Bien malgré elle, Adèle Blanc-Sec se retrouve dans une aventure étrange. Des hommes veulent sa peau. Va t’elle arriver à s’en sortir?

4e de couverture
Avec les aventures extraordinaires d’Adèle, Jacques Tardi rend hommage à la grande tradition de la littérature populaire. Rebondissements, coups de théâtre, intrigues alambiquées, savants fous, personnages fourbes et traîtres tous plus affreux les uns que les autres…
Tardi joue avec jubilation de tous les ingrédients du roman-feuilleton, s’amuse à brouiller les pistes pour mieux dérouter le lecteur, tenu en haleine d’un épisode à l’autre. Son héroïne est un personnage doté d’une véritable épaisseur : ni potiche ni vamp, Adèle est une femme moderne et indépendante, en prise avec le réel. Et le trait de Tardi recrée à merveille l’ambiance du Paris du début de siècle. Une série créée en 1976.

Mon avis
N’ayant pas été très convaincu précédemment, rien ne change. On n’est toujours pas très attaché à Adèle Blanc-Sec qui reste assez froide et distante. Il lui arrive encore une succession de péripéties les plus absurdes les unes que les autres. On retrouve les même personnages que dans les tomes d’avant. Et à nouveau, il est difficile de les distinguer tellement ils se ressemblent. Ce n’est pas très important pour suivre l’aventure totalement capillotractée. Cette fois, c’est un pithécanthrope qui est ressuscité. Pas de bol pour le machiavélique homme derrière l’expérience, il tombe amoureux d’Adèle. Donc impossible pour lui de la tuer. Au final, elle s’en sort indemne et avec quelques morts. Les plus filous s’en sortent indemnes.

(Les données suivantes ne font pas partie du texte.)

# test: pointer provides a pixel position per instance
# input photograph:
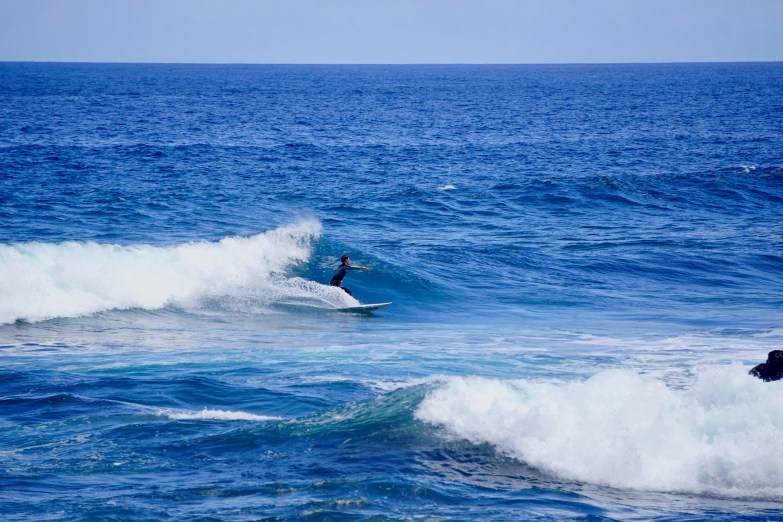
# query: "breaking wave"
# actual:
(41, 281)
(724, 435)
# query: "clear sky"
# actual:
(391, 31)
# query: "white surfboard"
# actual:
(364, 308)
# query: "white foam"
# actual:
(723, 435)
(221, 415)
(45, 280)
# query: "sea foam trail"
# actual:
(218, 415)
(724, 435)
(46, 280)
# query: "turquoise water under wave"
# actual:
(584, 262)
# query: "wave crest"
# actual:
(41, 281)
(722, 436)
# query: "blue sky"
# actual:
(401, 31)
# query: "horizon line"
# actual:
(392, 63)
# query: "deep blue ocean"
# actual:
(584, 262)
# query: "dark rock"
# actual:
(772, 370)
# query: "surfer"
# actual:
(339, 274)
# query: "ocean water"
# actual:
(584, 262)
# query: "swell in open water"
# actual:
(584, 262)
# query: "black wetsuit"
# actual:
(337, 277)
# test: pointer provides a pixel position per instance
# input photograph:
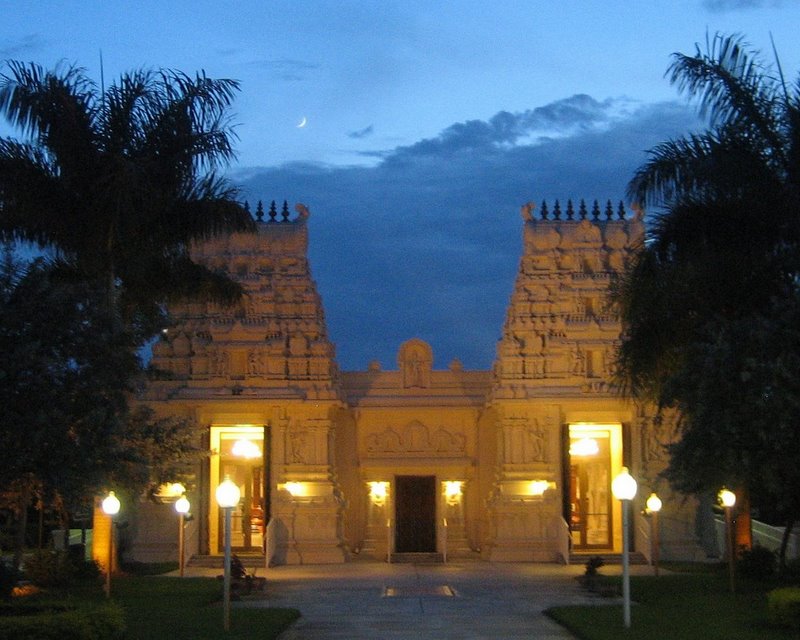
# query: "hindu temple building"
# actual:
(510, 464)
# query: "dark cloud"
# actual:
(723, 6)
(26, 45)
(361, 133)
(285, 69)
(427, 242)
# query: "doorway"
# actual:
(247, 518)
(415, 514)
(594, 456)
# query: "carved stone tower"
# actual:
(553, 367)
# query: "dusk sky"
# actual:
(426, 126)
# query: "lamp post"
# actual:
(182, 506)
(110, 507)
(654, 505)
(728, 499)
(624, 489)
(228, 495)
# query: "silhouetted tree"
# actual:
(120, 180)
(704, 300)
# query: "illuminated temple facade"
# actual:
(511, 464)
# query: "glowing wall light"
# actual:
(378, 491)
(246, 449)
(295, 488)
(538, 487)
(452, 491)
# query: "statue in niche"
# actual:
(536, 443)
(255, 362)
(298, 447)
(219, 363)
(415, 371)
(578, 361)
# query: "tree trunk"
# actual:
(743, 525)
(22, 525)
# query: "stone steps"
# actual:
(635, 557)
(417, 558)
(249, 560)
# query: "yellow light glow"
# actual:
(624, 485)
(584, 447)
(111, 504)
(538, 487)
(654, 503)
(246, 449)
(294, 488)
(378, 491)
(228, 494)
(452, 491)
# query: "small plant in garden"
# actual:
(592, 565)
(8, 580)
(758, 563)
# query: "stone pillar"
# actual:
(307, 508)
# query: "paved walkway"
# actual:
(460, 600)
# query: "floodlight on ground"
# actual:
(228, 495)
(728, 500)
(624, 489)
(182, 506)
(110, 506)
(654, 505)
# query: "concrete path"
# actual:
(459, 600)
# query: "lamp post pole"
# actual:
(110, 507)
(182, 506)
(624, 489)
(228, 495)
(653, 507)
(728, 500)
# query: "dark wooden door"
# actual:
(415, 514)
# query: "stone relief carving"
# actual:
(415, 440)
(524, 441)
(415, 360)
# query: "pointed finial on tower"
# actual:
(526, 210)
(582, 209)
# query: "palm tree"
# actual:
(119, 181)
(722, 250)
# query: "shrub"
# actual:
(783, 607)
(59, 568)
(8, 579)
(48, 568)
(758, 562)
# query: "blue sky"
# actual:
(428, 125)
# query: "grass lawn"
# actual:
(191, 609)
(683, 606)
(175, 608)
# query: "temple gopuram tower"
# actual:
(561, 429)
(260, 379)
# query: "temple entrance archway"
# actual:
(415, 514)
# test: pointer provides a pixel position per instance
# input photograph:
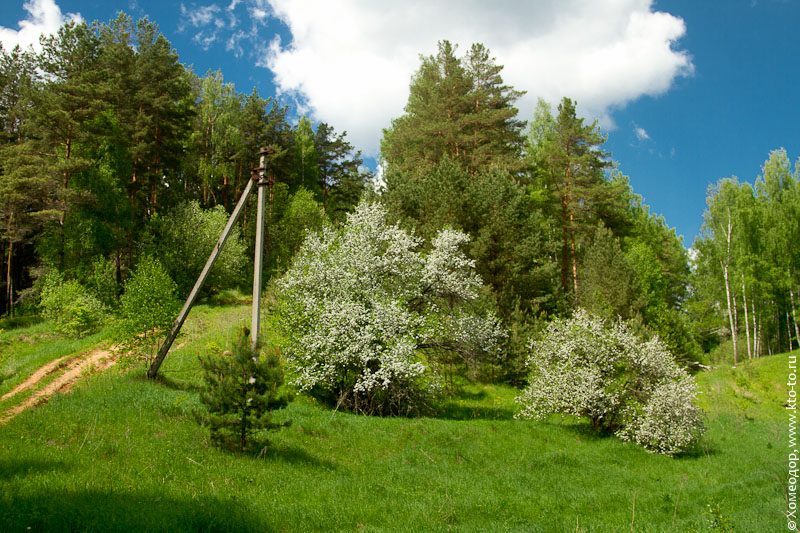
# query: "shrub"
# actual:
(73, 311)
(302, 214)
(367, 315)
(185, 239)
(149, 298)
(581, 367)
(103, 282)
(241, 391)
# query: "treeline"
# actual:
(105, 131)
(112, 150)
(553, 225)
(748, 261)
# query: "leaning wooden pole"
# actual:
(255, 322)
(187, 306)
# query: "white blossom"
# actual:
(581, 367)
(365, 299)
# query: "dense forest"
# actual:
(113, 153)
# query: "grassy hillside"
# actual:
(119, 453)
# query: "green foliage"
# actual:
(73, 310)
(186, 236)
(470, 468)
(149, 300)
(607, 283)
(303, 214)
(103, 282)
(241, 391)
(457, 108)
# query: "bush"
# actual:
(185, 239)
(103, 282)
(302, 214)
(581, 367)
(241, 391)
(69, 306)
(149, 298)
(367, 316)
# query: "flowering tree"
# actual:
(366, 313)
(621, 383)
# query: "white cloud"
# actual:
(351, 62)
(640, 133)
(44, 18)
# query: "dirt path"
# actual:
(75, 368)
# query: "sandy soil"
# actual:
(74, 369)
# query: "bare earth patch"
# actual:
(75, 368)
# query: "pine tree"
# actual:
(241, 391)
(457, 108)
(570, 164)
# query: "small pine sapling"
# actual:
(241, 391)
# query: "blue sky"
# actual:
(688, 92)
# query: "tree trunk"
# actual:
(746, 318)
(565, 244)
(9, 280)
(728, 289)
(756, 342)
(794, 315)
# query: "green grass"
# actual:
(122, 453)
(33, 343)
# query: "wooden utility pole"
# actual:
(263, 181)
(187, 306)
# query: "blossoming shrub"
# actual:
(366, 313)
(622, 384)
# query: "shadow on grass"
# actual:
(91, 510)
(291, 455)
(13, 468)
(585, 431)
(19, 322)
(452, 410)
(174, 384)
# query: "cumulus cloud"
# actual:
(351, 62)
(640, 133)
(212, 24)
(44, 18)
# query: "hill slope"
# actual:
(119, 453)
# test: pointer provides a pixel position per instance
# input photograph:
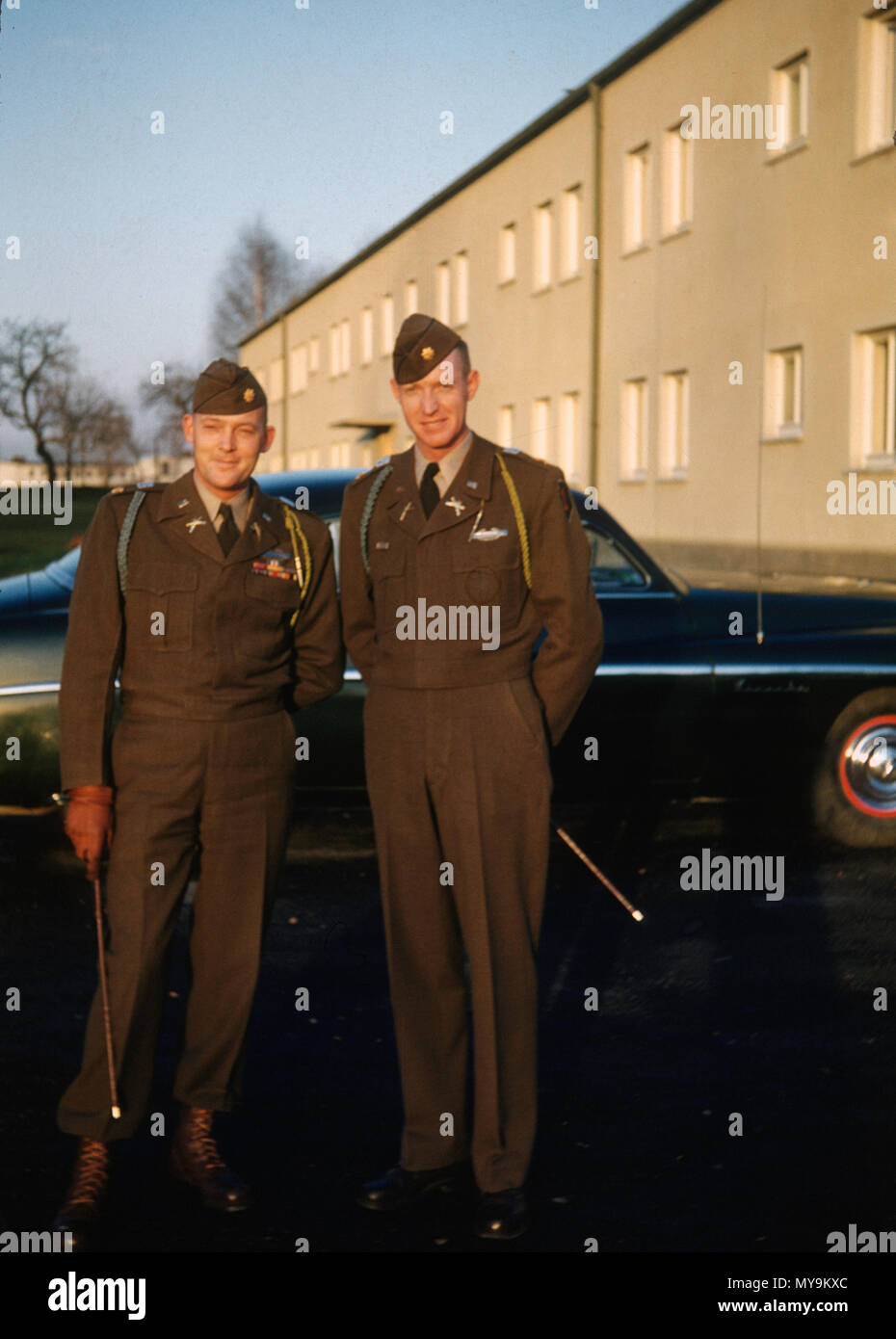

A nouveau, la bd permet de découvrir le Paris d’une autre époque. Tardi est assez réputé pour ces recherches et la précisions historiques du contexte général. Après, il fait quelques digressions pour les besoins de son récit. Par conséquent, faut-il s’étonner de propos misogyne? C’est normal que l’on suive une femme dans la rue. « Ah bon! On vous suit… Mais c’est bien naturel… une jolie fille comme vous… Hum!… Bref.. » (p. 4). Y a t’il vraiment une époque où l’on doit trouver cela acceptable? Dans les réunions où les hommes sont entre eux et réagissent assez mal à la présence d’une femme. « La fille ne vient pas! » (p. 8). Et quand les choses tournent, c’est forcément à cause d’elle. Sinon dans l’intimité, elle parle souvent seule à haute voix et dresse le bilan. « Je rencontre ESPERANDIEU, j’assiste à une séance de spiritisme, on ramène à la vie sous mes yeux un pithécanthrope âgé de 400 mille ans, ensuite on essaye de m’assassiner… Ca suffit comme ça. Aujourd’hui, je ne sors pas » (p. 18). Elle prononce tout cela calmement sans grande angoisse. On la voit en chemise de nuit les cheveux défaits. Elle prévoit même qu’on souhaite la tuer chez elle et met des morceaux de viande dans son lit pour avoir l’illusion de sang. D’une certaine façon, elle est assez maligne pour ce genre de chose. Sinon pour le reste, elle suit le courant et a beaucoup de chance. Un homme vient toujours à sa rescousse. On va poursuivre la série avec peut-être un avis plus favorable.

Une bande dessinée dans la lignée des précédents où tout est condensé et structuré de façon identique. On retrouve un Paris du XXe très masculin avec des monuments toujours présents.